James inserted the stubby screws into a compartment on one of his toughlets, the clanging of screws ringing in the quiet store until he clasped the partition shut and rendered them soundless. “Oh and Tam asked if you had any spare B-splinters.”

“Burnt out all his ones again.” Erry shook his head once again and shuffled into a back room, shoulders hunched and arms swinging with purpose.

The hum of the corner monitor grew as a crowd roared with the fuzzy sounds of celebratory trumpets. At this Erry came shuffling back, scraggy hair flapping as he looked up at the monitor.

“Aaooooh! There it is!” He shoved a fist in the air as he bobbed over to James. “There it is, sonny. That Calvin Fisskle does it every time. My money were on him from the start, I tell ya. Who'd you have?” He dropped several thin rods onto the counter with a shaky hand.

James searched for the words, debating how to tell Erry that he didn’t know what he was talking about, but found that none came, and so ended up just looking at the old man awkwardly.

Erry was taken aback. “You do watch 'em, don't 'cha? Just coz they don't show 'em on the major channels here in town don't mean you can't find a cast to see 'em on.”

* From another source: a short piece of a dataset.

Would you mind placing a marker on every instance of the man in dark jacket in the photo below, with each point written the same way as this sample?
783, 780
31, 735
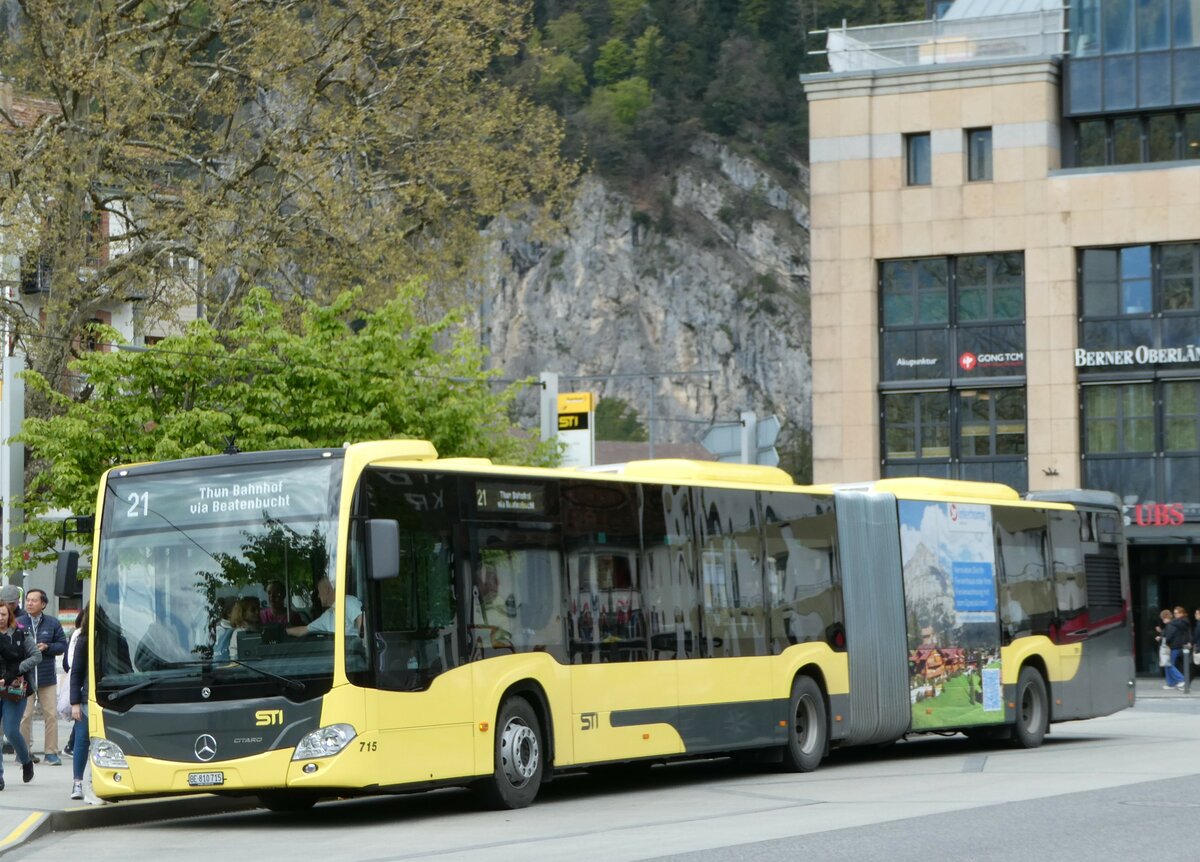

“I ain't familiar with this one,” James admitted.

Erry frowned, looked at him incredulously. It was a look James was all too familiar with. “What you mean? How can you miss 'em? Ain't no one never seen a Jump Race before.”

“Well I ain't from around here, remember?” For once he had a good reason for not knowing something, as Erry knew he had moved to the city only two years earlier.

“But still, sonny. Just where'd you come from that you ain't never heard of a Jump Race?”

“Well... far from here.” James was the one to frown now.

Erry considered him for a moment, and slowly nodded, still not fully understanding the man in front of him. “I see. You're an itchy one, young man. You know that? Doda knows, sometimes I wonder just what you know.”

James gave a weak smile. He picked up the B-splinters and dropped them into the sack with the rest of the tools. “So do I.”

He thanked Erry and left the electrical store, not looking back.

A rumble thundered above as a shuttle pod crossed the bridge outside the store, casting animated shadows for a moment as James joined the crowd. Pushing his way through, he now saw they were watching a large screen hanging from the bridge, showing the race that had just finished.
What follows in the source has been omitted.